Livro que não é livro, como diz J. Pizarro no seu recente "PESSOA EXISTE?" (Ática /Babel, 2012).
Pessoa tinha em mente escrever um livro com aquele título mas nunca passou da fase de escrever fragmentos. Foi amontoando papéis a esmo, nos mais diversos suportes - subscritos, apontamentos, notas soltas misturadas com assuntos totalmente diferentes, folhas inteiras ou rasgadas, papel de embrulho... Muitas vezes deixava a indicação abreviada "L D ", outras vezes nem isso. Sem numeração nem indicações de precedência.

Cada LIVRO DO DESASSOSSEGO  é o resultado de um conjunto de critérios definidos pelos estudiosos e editores que meteram ombros à tarefa ciclópica de compor o puzle. O que faz a diferença de umas edições para outras é a definição e a hierarquização dos critérios de organização, definidos a partir  
                                                            de pressupostos diversos.


Daí que seja possível ler diversas versões do livro, na certeza de que todas são aceitáveis pois foram feitas por experimentados pessoanos que nelas trabalharam. Como diz Pizarro, " a sua forma depende de uma idealização", estas edições "não existem senão como imitações de um Livro inexistente" - passe o paradoxo, que afinal corresponde ao que o próprio F. Pessoa escreveu sobre o projecto deste livro, em 1914, em carta a Armando Côrtes-Rodrigues: " Tudo fragmentos, fragmentos, fragmentos".

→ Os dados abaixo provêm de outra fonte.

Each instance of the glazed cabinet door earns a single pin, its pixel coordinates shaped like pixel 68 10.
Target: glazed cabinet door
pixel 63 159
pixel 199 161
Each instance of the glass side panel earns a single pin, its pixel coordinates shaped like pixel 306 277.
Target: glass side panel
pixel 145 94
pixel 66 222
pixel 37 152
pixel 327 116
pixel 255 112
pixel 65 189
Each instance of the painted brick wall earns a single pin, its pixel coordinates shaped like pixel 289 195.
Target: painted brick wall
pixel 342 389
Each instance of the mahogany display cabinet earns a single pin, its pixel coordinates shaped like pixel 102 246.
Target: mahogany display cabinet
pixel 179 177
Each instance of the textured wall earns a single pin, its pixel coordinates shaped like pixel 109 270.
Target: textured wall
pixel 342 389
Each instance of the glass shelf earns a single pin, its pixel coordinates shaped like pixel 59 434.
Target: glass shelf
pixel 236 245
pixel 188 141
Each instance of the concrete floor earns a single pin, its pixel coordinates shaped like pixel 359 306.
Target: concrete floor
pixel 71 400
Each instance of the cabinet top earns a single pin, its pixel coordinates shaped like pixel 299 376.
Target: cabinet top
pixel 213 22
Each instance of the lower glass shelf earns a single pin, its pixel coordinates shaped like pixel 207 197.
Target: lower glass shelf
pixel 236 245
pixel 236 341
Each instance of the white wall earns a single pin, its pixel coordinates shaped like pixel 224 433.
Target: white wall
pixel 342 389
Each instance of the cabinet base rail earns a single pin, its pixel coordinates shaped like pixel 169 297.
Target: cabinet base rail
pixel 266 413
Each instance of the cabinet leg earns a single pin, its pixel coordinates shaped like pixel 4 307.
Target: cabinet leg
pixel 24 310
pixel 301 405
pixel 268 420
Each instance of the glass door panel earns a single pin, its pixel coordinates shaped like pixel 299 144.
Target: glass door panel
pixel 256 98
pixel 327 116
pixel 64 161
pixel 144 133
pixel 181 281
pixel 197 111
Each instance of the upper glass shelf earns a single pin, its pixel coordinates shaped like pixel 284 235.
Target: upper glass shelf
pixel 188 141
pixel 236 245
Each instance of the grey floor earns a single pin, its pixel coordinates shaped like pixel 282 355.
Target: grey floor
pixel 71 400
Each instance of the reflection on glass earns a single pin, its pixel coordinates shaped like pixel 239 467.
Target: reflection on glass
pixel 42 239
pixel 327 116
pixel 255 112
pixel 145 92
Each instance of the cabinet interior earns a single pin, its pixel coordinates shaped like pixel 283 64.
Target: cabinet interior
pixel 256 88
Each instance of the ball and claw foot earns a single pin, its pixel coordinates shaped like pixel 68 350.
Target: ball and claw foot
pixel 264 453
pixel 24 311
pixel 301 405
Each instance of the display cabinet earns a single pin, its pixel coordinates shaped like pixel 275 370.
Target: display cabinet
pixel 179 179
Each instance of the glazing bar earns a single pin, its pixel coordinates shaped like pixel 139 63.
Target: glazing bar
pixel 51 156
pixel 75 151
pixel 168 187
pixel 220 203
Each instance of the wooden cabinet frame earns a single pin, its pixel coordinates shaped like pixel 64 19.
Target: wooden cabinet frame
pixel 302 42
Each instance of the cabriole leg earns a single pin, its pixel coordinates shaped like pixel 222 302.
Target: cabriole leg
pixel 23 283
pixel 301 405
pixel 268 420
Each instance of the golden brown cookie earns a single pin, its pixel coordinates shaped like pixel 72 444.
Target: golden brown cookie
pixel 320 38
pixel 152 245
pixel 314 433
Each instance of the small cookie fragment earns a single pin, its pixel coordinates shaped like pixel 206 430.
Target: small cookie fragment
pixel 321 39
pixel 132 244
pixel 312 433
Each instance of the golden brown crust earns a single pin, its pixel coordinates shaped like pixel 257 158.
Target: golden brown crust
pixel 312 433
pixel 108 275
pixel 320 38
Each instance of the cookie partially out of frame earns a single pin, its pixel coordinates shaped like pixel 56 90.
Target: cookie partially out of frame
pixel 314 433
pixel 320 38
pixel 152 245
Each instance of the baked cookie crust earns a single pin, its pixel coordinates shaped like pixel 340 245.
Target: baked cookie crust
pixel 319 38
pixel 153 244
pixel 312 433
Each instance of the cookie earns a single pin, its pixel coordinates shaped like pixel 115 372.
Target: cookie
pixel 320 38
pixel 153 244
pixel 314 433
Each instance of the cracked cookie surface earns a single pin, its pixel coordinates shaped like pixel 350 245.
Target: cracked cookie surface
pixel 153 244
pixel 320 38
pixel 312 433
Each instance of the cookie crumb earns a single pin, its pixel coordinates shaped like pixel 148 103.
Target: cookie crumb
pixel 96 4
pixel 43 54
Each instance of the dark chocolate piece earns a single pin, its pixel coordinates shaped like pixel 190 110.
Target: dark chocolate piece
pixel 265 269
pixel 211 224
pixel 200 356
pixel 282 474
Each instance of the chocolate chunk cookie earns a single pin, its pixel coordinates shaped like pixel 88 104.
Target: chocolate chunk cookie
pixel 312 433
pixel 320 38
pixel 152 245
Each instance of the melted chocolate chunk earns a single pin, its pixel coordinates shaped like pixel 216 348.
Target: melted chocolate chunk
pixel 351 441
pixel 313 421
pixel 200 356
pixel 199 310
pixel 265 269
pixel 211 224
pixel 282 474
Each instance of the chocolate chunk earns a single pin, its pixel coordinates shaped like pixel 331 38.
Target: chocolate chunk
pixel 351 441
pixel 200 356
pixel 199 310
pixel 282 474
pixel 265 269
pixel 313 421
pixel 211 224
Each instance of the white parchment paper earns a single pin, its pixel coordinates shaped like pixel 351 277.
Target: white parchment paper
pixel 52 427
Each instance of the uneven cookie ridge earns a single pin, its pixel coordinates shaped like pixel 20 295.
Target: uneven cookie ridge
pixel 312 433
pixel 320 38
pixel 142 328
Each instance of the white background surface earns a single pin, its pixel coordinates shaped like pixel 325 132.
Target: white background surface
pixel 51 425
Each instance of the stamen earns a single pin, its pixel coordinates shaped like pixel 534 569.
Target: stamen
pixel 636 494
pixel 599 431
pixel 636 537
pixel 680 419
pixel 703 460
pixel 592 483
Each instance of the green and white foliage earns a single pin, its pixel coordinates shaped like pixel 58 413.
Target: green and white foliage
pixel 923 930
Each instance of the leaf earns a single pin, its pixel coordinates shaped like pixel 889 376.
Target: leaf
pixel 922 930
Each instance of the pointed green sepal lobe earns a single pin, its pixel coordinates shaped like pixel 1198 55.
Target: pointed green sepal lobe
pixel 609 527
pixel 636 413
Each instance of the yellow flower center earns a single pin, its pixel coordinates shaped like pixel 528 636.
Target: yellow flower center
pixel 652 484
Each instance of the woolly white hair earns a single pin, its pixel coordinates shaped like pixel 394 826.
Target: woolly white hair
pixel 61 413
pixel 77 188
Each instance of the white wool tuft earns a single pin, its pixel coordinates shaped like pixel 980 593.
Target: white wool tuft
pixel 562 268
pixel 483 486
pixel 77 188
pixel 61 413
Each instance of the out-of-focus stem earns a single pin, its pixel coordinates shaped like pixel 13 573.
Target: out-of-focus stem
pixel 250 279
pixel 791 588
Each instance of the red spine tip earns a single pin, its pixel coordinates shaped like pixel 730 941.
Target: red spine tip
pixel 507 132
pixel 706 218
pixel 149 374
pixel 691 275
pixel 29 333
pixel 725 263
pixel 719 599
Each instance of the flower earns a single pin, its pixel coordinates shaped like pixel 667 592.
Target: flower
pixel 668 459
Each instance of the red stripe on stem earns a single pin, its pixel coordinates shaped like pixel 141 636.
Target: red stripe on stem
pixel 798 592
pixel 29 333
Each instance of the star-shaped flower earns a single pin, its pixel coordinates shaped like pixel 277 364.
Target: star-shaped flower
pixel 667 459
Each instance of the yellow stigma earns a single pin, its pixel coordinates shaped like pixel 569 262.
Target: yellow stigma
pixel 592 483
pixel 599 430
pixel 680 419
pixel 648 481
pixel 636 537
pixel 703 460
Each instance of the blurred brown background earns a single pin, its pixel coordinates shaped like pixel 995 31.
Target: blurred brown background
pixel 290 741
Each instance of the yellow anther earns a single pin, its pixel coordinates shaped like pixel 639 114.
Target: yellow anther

Fernando Pessoa morreu em 1935 e deixou uma arca com mais de trinta mil papéis, a maioria amontoados e sem articulação organizativa, cujo conteúdo está na Biblioteca Nacional e tem vindo a ser digitalizada, tarefa ainda longe de concluída.
Dezenas de investigadores já remexeram, reviraram, leram, organizaram e desorganizaram aquela papelada toda.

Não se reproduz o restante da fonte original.